Isomorphism between the actions of $G$ on $G/H$ and $G/gHg^{-1}$?
We want a bijection that is well-defined. If $xH=yH$, then $y^{-1}x\in H$, hence $gy^{-1}xg^{-1}\in gHg^{-1}$, hence $yg^{-1}(gHg^{-1}) = xg^{-1}(gHg^{-1})$.
So, how about mapping the coset $aH$ to the coset $ag^{-1}(gHg^{-1})$?
Why that and not try something like “hence $gy^{-1}g^{-1}gxg^{-1}\in gHg^{-1}$, hence $gxg^{-1}(gHg^{-1}) = gyg^{-1}(gHg^{-1})$; so let’s define the image of $aH$ to be $gag^{-1}(gHg^{-1})$”, which was your second attempt?
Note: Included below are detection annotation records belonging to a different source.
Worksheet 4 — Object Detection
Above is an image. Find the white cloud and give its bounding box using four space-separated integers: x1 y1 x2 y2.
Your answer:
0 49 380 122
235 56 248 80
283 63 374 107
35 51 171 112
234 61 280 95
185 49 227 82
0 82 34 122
Because that extra $g$ on the left interferes with the action of $G$, whereas mapping $aH$ to $ag^{—1}(gHg^{-1})$ won’t run into that problem.
Alternatively, you can recognize the map $aH\mapsto ag^{-1}(gHg^{-1})$ as the result of your second map followed by “multiply by $g^{-1}$ on the left”. Essentially, it partially does the conjugation you want to do, but codes it into the bijection instead of into the action.